Each call to `registerExternal` or `emitOp` allocates a new TensorRef
with the next sequential id (starting at 0). When you supply the
`buffers` list to `runCachedFused`, you map ids to buffers:

```lean
[(0, xBuf), (1, biasBuf), (2, outBuf)]
```

If your circuit produces several intermediate tensors that get fused
away, you only need to bind the **caller-facing** ones (externals +
final outputs).

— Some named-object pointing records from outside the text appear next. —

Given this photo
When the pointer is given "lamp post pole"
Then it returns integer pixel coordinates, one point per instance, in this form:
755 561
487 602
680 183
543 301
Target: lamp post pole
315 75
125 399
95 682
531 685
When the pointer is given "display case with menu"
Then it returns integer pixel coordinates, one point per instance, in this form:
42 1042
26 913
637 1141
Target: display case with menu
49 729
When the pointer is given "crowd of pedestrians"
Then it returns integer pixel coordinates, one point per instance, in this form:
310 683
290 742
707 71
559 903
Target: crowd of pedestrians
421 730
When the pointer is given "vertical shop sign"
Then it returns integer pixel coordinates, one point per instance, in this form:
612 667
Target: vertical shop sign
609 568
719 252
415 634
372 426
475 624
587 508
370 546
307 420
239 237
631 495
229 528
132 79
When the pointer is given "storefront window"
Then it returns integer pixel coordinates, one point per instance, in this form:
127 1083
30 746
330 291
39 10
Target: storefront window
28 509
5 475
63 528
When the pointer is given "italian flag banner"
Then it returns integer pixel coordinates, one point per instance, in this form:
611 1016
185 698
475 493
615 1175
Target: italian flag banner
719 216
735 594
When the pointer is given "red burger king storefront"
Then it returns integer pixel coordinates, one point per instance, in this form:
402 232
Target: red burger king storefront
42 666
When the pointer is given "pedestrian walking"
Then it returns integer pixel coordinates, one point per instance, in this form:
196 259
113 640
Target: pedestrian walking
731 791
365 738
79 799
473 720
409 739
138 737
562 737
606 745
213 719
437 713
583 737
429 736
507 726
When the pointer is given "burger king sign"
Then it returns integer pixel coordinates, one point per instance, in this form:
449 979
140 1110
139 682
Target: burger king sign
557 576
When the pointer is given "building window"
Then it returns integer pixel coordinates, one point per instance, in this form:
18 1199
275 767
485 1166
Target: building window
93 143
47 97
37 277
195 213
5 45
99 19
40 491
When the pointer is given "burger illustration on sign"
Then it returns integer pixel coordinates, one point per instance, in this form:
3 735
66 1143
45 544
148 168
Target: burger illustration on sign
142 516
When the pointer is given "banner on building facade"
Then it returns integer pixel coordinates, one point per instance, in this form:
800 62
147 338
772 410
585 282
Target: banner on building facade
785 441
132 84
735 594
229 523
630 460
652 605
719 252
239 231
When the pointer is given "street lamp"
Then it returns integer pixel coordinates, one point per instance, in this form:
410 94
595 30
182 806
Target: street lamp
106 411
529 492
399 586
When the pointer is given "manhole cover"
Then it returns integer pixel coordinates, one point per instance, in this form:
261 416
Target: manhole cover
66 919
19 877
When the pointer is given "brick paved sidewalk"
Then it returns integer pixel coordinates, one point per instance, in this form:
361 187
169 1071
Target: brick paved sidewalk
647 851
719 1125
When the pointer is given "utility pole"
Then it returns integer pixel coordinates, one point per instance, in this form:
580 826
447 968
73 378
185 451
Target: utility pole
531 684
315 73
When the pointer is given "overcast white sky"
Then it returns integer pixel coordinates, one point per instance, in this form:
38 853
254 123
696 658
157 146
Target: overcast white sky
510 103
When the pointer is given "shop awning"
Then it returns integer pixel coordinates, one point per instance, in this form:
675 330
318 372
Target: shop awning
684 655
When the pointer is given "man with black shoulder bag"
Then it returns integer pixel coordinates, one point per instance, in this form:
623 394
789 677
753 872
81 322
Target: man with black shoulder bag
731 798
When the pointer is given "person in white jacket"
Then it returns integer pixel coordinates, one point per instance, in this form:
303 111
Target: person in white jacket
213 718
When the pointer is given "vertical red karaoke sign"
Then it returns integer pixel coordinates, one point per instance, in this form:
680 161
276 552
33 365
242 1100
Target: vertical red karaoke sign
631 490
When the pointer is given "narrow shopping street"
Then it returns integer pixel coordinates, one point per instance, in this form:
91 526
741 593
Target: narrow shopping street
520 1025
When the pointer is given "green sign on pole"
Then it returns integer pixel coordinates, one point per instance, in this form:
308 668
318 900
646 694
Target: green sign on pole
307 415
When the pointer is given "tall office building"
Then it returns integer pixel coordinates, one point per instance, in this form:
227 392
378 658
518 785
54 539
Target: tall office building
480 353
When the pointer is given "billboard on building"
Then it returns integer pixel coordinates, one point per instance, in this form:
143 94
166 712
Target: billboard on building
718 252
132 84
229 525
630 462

The fusion passes inline the rest.

## 10. Debugging

- **`HESPER_PTX_DUMP=/tmp/hesper_ptx`**: writes generated PTX to disk
  (one file per kernel, named by hash).
- **`ptxas --gpu-name=sm_89 -v file.ptx -o /dev/null`**: register count,
  spilling, smem usage.
- **`HESPER_DP4A=1`**: enable Q4_K dp4a path (off by default for
  determinism).

## 11. Files for further reading

- [`Hesper/Circuit/IR.lean`](../Hesper/Circuit/IR.lean) — Prim catalogue,
  ScalarExp, CircuitM builder
- [`Hesper/Circuit/Lowering.lean`](../Hesper/Circuit/Lowering.lean) —
  Prim → ShaderM → PTX
- [`Hesper/Circuit/Passes.lean`](../Hesper/Circuit/Passes.lean) —
  fusion passes (fusePointwise, fuseReduceEpilogue, fuseMatmulEpilogue)
- [`Tests/Circuit/`](../Tests/Circuit/) — concrete examples:
  - `FusePointwiseTest.lean` — pointwise chain fusion
  - `FuseMatmulEpilogueTest.lean` — matmul + epilogue fusion
  - `FuseWriteDestinationTest.lean` — pointwise + writeSlice fusion
  - `ScatterDynamicGPUTest.lean` — scatter with dynamic addr
  - `RopeKScatterGPUTest.lean` — RoPE-K + KV write as one scatter
  - `WarpSumGPUTest.lean` — warp reduction
  - `WarpDotProductGPUTest.lean` — warp-level dot product
  - `ReduceScatterGPUTest.lean` — block-cooperative reduce + scatter
- [`docs/llama-fusion-analysis/`](llama-fusion-analysis/) — design notes
  for the Prim catalogue, motivated by llama.cpp's CUDA fusion

## 12. Glossary

- **TensorRef**: an SSA-style handle to a tensor in the IR
  (`(id, shape, dtype, scope)`).
- **Prim**: an IR primitive (matmulQ4K, scatter, scatter, …).
- **Op**: a Prim plus its concrete inputs and outputs.
- **CircuitState**: the builder's accumulated list of Ops + externals.
- **CompiledCircuit**: a flat list of replay closures, one per Op,
  plus base buffers for fused-away intermediates.
- **PrimExt**: an internal extension Prim used by `mergeSameDispatch`
  (e.g. `fusedKV`).
- **Lowering**: the per-Prim emitter that produces a `ShaderM Unit`.
- **Fusion pass**: a CircuitState → CircuitState rewrite that
  preserves semantics while reducing dispatch count.